A few possible tests include:

  • Short-form vs. long-form copy.
  • Paragraph vs. bullet point form.
  • Quotes from individuals vs. concrete stats.

In addition, think through the copy in the description of the form itself.

Don’t just rehash what was in the ad copy, but make clear what people will receive when they fill out the form.

4. Send People to Your Website, Not a PDF

If you’re offering people a downloadable asset, you can just provide them with a PDF link after they fill out a form, right?

Well, you can, but you’re missing out on the opportunity to retarget them in other platforms.

Design a Thank You page where people can download the asset, while also thinking about opportunities to cross-promote related content.

For instance, do you have an upcoming webinar relevant to the topic of the whitepaper you’re promoting?

Provide an additional link to sign up for the webinar.

Make sure this page contains pixels from other ad platforms you use, and build audiences based on the people who land from LinkedIn.

Add UTM parameters to denote that they came from LinkedIn ads, including campaign parameters to denote targeting.

Use these parameters to build URL-based audiences you can later retarget.

For instance, a URL might contain the following UTM parameters:

  • utm_source: linkedin
  • utm_medium: cpc
  • utm_campaign: Whitepaper_CXO_Seniority

Now, you know that any visitors with this particular campaign parameter had C-level seniority, based on the targeting you were using in the associated LinkedIn campaign.

You can then build audiences in Google Ads for any URL containing Whitepaper_CXO_Seniority.

Now, you have a Google Ads audience to retarget, built with people who you know have C-level seniority and who expressed interest in an asset.

5. Set up Lead Gen Form Engagement Retargeting

You can also set up retargeting for people who interact with forms.

Targeting settings offer a choice between either people who opened a lead gen form or those who submitted a form.

You can then select one or more specific forms to include in the audience.

This approach allows you to reach people who expressed interest in your content via a click but may not have taken the final step of filling out a form.
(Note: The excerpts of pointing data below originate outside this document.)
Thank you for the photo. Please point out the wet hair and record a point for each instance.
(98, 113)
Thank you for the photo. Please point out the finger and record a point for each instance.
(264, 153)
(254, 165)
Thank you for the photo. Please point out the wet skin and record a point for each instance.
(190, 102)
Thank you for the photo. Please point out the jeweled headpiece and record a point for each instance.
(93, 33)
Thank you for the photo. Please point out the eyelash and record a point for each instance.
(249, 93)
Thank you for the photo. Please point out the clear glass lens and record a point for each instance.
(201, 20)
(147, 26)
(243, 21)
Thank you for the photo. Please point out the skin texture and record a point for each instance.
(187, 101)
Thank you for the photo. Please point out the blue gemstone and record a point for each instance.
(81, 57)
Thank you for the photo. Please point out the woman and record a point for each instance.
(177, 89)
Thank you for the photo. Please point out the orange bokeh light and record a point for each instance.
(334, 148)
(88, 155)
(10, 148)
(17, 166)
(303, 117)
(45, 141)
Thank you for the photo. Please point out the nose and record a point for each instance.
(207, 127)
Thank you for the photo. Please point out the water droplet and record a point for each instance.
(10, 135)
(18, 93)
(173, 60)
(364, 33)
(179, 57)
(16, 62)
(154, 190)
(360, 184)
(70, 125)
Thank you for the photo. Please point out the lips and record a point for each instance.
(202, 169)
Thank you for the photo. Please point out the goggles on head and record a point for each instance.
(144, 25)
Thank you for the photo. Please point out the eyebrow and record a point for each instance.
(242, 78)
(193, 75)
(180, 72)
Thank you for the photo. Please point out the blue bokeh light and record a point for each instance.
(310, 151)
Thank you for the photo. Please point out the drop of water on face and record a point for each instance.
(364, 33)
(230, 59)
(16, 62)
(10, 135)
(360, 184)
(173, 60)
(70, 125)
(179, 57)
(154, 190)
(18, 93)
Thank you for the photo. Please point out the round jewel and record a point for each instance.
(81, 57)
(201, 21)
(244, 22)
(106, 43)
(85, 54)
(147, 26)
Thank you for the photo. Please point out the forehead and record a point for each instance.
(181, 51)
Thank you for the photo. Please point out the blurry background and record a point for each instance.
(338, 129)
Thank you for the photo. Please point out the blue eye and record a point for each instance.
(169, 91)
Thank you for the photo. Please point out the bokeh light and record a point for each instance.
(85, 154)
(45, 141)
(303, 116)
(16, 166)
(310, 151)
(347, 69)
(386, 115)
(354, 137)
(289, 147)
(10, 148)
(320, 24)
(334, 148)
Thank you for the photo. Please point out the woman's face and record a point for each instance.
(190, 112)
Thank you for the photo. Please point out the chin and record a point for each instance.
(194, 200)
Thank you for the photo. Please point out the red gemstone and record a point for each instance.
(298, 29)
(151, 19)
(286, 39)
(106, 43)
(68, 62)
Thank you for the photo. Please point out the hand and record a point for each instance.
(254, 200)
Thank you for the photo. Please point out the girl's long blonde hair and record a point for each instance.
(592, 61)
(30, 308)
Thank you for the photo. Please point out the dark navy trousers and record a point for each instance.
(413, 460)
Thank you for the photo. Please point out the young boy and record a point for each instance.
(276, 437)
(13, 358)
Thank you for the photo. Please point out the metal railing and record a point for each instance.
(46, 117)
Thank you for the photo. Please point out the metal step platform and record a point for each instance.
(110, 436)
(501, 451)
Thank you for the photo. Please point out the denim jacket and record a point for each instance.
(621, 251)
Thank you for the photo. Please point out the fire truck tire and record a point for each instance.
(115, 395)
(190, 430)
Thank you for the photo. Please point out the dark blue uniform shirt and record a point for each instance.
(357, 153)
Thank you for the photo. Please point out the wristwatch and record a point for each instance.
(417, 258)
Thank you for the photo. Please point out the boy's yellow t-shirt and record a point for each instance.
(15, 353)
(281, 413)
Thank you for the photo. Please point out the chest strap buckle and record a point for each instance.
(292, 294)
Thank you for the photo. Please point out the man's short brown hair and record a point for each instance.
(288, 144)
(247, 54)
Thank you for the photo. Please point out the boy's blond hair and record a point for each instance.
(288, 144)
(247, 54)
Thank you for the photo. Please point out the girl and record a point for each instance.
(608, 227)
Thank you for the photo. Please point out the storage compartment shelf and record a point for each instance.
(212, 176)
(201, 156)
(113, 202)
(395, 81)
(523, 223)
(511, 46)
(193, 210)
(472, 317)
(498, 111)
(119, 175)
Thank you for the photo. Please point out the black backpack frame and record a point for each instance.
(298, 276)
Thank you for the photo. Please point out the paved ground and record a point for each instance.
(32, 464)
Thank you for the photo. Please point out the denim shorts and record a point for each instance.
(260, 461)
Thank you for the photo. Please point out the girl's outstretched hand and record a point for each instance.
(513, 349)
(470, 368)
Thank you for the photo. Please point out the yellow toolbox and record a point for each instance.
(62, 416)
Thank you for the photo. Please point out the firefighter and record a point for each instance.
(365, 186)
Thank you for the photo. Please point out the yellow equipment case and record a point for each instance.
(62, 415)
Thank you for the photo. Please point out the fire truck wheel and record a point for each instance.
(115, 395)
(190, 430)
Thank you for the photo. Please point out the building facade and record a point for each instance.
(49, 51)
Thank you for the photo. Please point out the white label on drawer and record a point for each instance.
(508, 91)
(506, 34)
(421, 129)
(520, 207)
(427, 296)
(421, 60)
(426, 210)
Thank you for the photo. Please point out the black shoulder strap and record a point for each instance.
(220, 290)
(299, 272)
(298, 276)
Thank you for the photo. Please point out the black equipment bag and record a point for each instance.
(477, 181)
You can test promoting different offers to see if they’ll convert.

For instance, they might not have wanted to download an ebook, but they might be willing to sign up for a webinar instead.

You can also promote lower funnel offers to people who submitted a form for a specific asset.

Someone might have downloaded a Buyer’s Guide, and you can follow up with ads promoting a free trial for your platform.

Start Testing Forms

Ready to start testing LinkedIn lead gen forms?

Set up an integration with your CRM, build out a form and some ad variations, prepare a retargeting strategy, and get ready to measure results!